A further refinement of the invention is that said step S40 comprises the following sub-steps:
step S401, selecting corresponding wavelet basis and decomposition layer number for the defect magnetic flux signal according to waveform characteristics to obtain different hierarchical data of the defect magnetic flux signal;
step S402, selecting smooth waveforms in different hierarchical data in a defect magnetic flux signal to obtain a waveform peak value T and a waveform baseline value L of the defect magnetic flux signal, and calculating the waveform peak value VPP of the defect magnetic flux signal according to a formula VPP-T-L;
step S403, solving a differential result of the defect magnetic flux signal, and further obtaining a waveform width value lw of the defect magnetic flux signal.
In a further improvement of the present invention, in step S403, a differentiation result h (S) of the defect magnetic flux signal is obtained according to the formula h (S) ═ df (S)/ds (S) ═ 1,2, …, k), where k is the number of data of the defect magnetic flux signal and f (S) is the data of the defect magnetic flux signal; and then, according to the position of the waveform peak point of the defect magnetic flux signal, the position of the maximum value of h(s) is taken forward, the position of the minimum value of h(s) is taken backward, and the distance between the maximum value and the minimum value is calculated as the waveform width value lw of the defect magnetic flux signal.
A further refinement of the invention is that said step S50 comprises the following sub-steps:
step S501, designing x widths fw and y metal section loss areas fs, wherein the x is multiplied by y standard damages in total, and x and y are natural numbers;
step S502, calculating x y standard wounds from step S10 to step S40 to obtain corresponding standard wound waveform peak value fvpp and standard wound waveform width value flw;
step S503, taking the standard flaw waveform peak value fvpp and the standard flaw waveform width value flw as input independent variables, taking the width fw and the metal section loss area fs as output standard quantities, and designing a multiple-order equation set or a multilayer neural network as a novel mapping relation function.

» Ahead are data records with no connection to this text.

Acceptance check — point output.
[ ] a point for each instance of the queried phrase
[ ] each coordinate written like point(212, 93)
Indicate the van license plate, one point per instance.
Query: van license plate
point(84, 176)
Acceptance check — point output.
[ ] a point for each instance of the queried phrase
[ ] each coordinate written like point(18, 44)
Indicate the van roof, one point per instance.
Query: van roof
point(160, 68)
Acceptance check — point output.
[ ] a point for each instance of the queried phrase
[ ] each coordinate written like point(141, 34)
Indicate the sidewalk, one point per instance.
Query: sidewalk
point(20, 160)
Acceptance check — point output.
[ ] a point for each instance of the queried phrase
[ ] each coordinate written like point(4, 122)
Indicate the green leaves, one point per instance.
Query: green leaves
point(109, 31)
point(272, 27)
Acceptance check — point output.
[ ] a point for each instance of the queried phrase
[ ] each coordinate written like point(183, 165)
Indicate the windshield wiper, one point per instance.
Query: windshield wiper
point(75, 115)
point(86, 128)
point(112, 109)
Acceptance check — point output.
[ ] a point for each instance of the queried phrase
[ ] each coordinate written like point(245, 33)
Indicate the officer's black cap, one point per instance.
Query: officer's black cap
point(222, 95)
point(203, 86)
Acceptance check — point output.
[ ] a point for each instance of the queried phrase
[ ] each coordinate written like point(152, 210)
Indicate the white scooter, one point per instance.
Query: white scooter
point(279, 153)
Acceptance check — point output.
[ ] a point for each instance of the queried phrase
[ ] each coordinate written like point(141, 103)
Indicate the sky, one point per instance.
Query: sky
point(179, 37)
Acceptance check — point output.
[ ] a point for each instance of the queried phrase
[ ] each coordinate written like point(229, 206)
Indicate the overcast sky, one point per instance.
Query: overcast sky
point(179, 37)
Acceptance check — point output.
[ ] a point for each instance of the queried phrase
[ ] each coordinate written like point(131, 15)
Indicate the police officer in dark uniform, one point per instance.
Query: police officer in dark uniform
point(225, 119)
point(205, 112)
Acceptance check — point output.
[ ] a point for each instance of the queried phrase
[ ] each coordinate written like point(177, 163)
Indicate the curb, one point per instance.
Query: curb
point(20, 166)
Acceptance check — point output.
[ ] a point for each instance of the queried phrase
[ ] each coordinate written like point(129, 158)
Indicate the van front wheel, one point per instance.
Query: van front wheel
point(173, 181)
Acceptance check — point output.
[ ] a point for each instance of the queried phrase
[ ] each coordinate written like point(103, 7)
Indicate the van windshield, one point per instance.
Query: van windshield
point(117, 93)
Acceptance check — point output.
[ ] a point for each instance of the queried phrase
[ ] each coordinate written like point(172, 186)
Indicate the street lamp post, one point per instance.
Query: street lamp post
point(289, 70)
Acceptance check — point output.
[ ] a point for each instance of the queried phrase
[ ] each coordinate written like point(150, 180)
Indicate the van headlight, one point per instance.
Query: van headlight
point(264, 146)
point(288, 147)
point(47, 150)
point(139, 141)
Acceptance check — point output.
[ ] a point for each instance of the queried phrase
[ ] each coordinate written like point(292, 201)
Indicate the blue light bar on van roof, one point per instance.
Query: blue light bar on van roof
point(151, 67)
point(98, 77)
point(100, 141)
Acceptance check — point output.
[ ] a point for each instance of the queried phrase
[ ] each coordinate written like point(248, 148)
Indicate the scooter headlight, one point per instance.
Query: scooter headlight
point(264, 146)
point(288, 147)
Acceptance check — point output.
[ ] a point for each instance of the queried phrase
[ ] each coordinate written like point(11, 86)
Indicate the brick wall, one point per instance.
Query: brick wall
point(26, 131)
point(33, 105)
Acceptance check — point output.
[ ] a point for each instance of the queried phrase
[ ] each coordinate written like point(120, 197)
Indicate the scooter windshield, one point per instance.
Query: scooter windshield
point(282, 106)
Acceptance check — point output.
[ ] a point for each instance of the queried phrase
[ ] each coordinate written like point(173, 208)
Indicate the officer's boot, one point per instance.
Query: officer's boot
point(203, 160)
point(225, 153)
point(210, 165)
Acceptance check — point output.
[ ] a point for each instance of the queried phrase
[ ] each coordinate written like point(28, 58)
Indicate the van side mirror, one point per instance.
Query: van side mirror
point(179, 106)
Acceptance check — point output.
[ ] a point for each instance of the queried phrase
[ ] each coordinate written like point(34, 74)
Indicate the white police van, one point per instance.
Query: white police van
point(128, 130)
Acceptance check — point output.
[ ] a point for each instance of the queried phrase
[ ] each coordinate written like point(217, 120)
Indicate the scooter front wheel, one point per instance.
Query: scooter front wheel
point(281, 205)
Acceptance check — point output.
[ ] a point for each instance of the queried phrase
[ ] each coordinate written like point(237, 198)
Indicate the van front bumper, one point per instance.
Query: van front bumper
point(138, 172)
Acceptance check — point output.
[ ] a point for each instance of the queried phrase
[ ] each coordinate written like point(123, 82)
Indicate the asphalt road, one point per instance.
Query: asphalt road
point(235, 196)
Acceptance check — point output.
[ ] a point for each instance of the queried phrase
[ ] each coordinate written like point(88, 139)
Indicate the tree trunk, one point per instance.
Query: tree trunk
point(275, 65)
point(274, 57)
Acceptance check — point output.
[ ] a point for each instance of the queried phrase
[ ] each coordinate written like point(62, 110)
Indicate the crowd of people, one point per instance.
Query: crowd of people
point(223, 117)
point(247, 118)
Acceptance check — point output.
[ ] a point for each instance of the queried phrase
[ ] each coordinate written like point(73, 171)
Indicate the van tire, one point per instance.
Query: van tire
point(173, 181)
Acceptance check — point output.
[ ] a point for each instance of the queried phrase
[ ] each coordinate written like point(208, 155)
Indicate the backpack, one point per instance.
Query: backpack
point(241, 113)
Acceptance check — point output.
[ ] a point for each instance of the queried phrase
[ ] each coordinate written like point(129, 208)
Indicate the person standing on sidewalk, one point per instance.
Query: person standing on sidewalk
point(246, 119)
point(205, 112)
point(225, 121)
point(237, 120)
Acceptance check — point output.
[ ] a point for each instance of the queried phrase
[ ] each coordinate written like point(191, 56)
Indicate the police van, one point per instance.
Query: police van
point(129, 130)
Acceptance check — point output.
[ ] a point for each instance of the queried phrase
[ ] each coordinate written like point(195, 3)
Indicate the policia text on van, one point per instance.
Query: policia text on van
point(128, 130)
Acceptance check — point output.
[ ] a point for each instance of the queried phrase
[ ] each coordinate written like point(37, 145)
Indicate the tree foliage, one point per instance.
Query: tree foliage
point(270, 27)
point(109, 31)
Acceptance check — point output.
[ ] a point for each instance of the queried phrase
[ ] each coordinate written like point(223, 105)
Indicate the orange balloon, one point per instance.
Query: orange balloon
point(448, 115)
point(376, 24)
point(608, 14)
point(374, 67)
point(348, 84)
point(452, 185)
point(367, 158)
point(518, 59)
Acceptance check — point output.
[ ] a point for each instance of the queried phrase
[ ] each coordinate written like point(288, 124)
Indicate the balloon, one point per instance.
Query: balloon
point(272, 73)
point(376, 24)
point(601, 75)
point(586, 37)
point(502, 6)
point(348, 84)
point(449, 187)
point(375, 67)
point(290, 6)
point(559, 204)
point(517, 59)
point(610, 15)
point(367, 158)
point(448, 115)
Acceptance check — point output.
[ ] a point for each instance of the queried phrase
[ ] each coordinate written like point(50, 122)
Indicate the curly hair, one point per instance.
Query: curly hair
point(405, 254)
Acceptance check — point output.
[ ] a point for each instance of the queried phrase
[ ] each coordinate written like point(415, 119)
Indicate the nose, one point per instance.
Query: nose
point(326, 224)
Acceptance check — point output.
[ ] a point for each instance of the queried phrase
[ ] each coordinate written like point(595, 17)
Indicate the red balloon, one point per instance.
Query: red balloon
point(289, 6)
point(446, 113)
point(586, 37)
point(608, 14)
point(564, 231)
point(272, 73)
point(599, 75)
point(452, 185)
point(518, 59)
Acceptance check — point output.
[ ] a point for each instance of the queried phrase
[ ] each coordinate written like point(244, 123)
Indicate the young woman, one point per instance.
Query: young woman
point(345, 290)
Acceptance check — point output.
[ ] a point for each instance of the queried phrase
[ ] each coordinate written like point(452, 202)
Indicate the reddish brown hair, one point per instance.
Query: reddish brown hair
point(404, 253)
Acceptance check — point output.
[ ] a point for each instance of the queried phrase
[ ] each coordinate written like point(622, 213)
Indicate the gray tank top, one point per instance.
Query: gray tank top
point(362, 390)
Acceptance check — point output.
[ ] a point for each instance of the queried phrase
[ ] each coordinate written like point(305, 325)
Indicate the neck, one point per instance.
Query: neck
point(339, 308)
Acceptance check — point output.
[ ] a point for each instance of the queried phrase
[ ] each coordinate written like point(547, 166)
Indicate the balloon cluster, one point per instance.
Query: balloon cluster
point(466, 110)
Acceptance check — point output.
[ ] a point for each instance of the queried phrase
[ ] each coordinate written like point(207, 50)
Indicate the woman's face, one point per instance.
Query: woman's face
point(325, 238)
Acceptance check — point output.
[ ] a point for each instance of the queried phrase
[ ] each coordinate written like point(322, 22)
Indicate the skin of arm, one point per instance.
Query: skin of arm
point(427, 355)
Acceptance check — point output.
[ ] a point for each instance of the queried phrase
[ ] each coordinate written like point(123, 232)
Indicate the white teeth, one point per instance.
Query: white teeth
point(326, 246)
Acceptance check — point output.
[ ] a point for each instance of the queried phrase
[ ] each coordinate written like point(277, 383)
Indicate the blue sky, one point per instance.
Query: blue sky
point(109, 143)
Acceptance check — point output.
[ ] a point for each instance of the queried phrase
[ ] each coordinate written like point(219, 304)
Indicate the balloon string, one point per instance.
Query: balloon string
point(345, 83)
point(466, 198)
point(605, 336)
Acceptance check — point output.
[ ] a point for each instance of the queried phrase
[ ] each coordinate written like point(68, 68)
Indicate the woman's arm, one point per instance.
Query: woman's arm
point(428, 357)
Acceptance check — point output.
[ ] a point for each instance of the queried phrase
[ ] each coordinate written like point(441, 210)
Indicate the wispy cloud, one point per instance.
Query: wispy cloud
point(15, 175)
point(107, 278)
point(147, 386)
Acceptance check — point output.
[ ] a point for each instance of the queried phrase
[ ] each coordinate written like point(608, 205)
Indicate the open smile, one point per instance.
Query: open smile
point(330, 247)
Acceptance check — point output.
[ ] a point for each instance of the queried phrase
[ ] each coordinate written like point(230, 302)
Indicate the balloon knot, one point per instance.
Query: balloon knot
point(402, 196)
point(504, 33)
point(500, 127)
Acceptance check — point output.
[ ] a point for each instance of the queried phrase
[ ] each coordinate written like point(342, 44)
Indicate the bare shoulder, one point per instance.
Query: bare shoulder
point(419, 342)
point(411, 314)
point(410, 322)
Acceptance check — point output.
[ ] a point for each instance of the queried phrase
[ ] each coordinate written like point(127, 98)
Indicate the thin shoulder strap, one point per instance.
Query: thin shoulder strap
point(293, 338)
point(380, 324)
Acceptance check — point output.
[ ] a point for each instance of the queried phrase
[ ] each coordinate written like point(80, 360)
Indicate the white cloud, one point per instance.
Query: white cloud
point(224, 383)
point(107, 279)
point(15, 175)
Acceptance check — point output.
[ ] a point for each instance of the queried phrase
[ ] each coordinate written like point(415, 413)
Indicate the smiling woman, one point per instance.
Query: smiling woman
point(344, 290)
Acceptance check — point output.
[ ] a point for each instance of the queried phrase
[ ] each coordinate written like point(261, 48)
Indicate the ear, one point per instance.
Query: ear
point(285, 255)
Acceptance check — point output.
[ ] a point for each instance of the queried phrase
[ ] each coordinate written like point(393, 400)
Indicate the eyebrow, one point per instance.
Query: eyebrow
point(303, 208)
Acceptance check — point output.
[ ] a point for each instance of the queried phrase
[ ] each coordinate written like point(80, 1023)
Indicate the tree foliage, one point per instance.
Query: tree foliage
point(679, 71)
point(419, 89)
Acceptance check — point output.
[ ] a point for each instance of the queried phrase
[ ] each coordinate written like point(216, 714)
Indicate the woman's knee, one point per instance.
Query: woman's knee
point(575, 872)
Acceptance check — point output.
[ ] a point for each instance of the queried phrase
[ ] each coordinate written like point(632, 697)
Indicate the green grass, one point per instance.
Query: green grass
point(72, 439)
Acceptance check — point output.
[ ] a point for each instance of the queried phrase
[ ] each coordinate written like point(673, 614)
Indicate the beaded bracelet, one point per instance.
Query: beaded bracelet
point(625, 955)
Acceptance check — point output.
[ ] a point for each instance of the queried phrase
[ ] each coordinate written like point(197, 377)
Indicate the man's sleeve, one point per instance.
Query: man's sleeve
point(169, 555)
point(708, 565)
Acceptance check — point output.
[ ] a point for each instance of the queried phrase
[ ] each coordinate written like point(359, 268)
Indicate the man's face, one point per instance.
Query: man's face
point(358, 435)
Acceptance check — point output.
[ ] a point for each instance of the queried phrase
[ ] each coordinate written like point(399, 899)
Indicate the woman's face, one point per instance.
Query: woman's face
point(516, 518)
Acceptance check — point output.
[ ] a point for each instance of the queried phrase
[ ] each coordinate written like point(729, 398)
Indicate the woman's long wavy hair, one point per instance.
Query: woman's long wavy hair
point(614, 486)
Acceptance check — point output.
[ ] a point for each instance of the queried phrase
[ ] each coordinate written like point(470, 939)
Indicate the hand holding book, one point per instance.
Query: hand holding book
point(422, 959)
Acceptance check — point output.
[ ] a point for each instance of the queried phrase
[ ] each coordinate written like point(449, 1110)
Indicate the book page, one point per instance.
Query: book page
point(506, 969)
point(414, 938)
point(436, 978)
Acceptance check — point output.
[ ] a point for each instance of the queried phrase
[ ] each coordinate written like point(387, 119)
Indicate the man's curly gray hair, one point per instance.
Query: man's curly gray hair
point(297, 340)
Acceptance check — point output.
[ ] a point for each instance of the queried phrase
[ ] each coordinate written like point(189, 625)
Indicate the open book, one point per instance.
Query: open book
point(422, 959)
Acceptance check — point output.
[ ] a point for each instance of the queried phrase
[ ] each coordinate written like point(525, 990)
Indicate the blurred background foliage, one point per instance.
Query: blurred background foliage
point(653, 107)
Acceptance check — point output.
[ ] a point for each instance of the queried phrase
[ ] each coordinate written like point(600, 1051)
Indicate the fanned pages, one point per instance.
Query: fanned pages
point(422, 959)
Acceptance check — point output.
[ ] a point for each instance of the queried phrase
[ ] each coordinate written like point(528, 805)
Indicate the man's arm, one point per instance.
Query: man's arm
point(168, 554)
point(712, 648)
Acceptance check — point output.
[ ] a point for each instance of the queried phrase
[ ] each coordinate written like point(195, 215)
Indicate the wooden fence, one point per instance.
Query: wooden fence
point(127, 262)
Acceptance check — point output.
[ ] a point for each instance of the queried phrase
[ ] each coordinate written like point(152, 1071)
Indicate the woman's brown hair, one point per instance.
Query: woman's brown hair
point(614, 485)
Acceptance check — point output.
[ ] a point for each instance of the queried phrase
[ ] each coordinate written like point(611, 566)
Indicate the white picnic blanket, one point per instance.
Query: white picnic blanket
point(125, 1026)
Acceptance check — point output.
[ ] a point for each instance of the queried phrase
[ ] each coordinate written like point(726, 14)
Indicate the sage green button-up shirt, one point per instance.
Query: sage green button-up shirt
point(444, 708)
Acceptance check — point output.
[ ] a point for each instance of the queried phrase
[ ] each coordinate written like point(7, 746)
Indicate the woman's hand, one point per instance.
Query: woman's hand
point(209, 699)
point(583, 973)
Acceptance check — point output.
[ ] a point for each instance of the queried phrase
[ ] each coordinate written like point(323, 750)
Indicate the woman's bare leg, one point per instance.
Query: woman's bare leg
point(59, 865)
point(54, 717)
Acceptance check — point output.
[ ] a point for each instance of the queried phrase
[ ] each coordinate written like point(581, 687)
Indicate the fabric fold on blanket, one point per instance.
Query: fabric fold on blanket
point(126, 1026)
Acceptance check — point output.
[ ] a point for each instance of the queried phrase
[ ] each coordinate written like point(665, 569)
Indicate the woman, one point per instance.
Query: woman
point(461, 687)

In a further improvement of the present invention, in the step S503, a multiple equation set fw ═ f is designed1(fvpp,flw)、fs=f2(fvpp, flw) (flw. ltoreq.W) and fs. f3(fvpp) (flw > W) as a function of a novel mapping relationship, wherein f1、f2And f3Is a preset coefficient of the multiple power equation set, and W is a preset waveform width threshold value.
In a further improvement of the present invention, in the step S60, the waveform peak-to-peak value VPP and the waveform width value lw of the defect magnetic flux signal obtained in the step S40 are input to the multi-power group or the multi-layer neural network in the step S50 as new input arguments instead of the standard flaw waveform peak-to-peak value fvpp and the standard flaw waveform width value flw, and an accurate defect metal cross-sectional loss amount and width are calculated, where the defect metal cross-sectional loss amount is a metal cross-sectional loss area.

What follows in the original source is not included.